Dernier opus de David Lynch, "Inland Empire" explore le labyrinthe mental d'une actrice amoureuse, incarnée par l'extraordinaire Laura Dern.

Cinq ans après "Mulholland Drive", le réalisateur de " Elephant man" revient, plus énigmatique que jamais. Tourné entièrement en numérique, "Inland Empire" déroutera les amateurs de belles images dont le cinéaste américain les avait régalés mais hypnotisera ceux qui se laisseront emporter dans ce maelström de visions à la tonalité très sombre que l'on peut voir en boucle, sans début ni fin.

Explorant la vie intérieure d'une actrice amoureuse, le film-gigogne plonge d'emblée dans l'univers du fantasme et sans aucun fil narratif joue de la confusion permanente entre le rêve et la réalité, entre la vraie vie et le cinéma, entre sentiments vrais et joués, ouvrant sans ordre une multitudes de portes qui donnent sur l'inconscient, comme autant de départs de récits virtuels.

Certains moments ont l'intensité de cauchemars vécus en temps réel, d'autres provoquent le vertige des jeux de miroirs répétés à l'infini, d'autres encore ressemblent à des énigmes de jeu vidéo. Le tout a la fantaisie d'une oeuvre d'imagination libérée de toutes les contraintes, économiques, esthétiques, narratives.

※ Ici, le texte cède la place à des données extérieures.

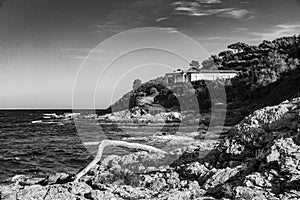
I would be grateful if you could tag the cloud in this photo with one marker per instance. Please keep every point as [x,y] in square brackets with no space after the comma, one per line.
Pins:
[237,14]
[209,1]
[200,8]
[169,30]
[1,2]
[162,19]
[279,30]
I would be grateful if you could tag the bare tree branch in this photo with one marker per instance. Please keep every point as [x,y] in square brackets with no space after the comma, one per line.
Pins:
[113,143]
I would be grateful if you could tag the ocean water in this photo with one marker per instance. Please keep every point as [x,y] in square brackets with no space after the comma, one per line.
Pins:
[38,149]
[35,144]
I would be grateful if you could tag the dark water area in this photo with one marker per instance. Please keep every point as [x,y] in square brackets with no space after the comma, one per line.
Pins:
[38,149]
[43,142]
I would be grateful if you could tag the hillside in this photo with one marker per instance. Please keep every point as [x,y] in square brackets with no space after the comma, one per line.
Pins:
[269,73]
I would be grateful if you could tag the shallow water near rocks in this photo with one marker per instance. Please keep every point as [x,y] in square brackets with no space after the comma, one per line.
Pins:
[46,148]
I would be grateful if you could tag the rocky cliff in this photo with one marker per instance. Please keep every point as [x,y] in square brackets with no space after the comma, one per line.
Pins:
[259,159]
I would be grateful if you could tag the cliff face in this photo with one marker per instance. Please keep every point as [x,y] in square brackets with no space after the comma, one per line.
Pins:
[259,159]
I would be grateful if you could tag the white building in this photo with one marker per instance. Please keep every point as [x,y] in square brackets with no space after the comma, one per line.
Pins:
[194,75]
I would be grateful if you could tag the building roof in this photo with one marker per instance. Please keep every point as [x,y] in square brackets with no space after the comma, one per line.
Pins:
[218,71]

Financé par StudioCanal, David Lynch a composé une partie de la musique de ce film-fleuve de près de trois heures, foisonnant autant qu'épuisant. "Inland Empire" tient son nom du quartier de Los Angeles où habite Lynch (ce qui est sans doute une piste). Le film est de bout en bout tendu par Laura Dern qui a déjà tourné pour lui dans "Blue Velvet" (1986) et "Sailor et Lula" (1990) et qui joue ici le rôle d'une actrice d'Hollywood, lieu de perdition mentale où "les stars font des rêves et où les rêves font les stars".

Dédoublée dans le rôle de Nikki (l'actrice du film de David Lynch) et dans celui de Susan (l'interprète du film qu'elle est en train de tourner), Laura Dern incarne avec une vérité confondante les visages les plus divers de l'effroi, de l'angoisse, du sado-masochisme, de l'érotisme.

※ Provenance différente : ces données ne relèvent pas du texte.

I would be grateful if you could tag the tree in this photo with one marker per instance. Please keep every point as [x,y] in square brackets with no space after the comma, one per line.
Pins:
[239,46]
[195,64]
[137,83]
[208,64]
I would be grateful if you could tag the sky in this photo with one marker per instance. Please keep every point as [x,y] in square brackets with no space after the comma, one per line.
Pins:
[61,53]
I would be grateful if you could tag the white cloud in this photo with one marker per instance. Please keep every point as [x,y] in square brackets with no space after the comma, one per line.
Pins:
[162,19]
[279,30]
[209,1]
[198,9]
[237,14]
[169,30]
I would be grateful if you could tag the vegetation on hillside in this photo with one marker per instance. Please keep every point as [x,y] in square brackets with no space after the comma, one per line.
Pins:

Tout commence par une bonne nouvelle (ce sera la seule): Nikki décroche un rôle dans le remake d'un film inachevé dirigé par un metteur en scène célèbre (Jeremy Irons). Mais très vite les choses se compliquent. Car sur le plateau, elle tombe amoureuse de son partenaire (Justin Theroux, très drôle), lequel est un séducteur invétéré. Or, le mari de Nikki (Peter Lucas) est jaloux jusqu'à la folie.

A partir de là, Nikki entre et sort de son propre personnage comme à travers un miroir sans fond et de flash-backs en fantasmes passe de l'usine à rêves d'Hollywood au monde glauque de la prostitution en Pologne, dont elle pourrait bien être issue. Chemin faisant, elle perd tous ses repères. Le spectateur aussi. Ce qui n'est pas la moindre réussite de ce film unique, novateur à plus d'un titre.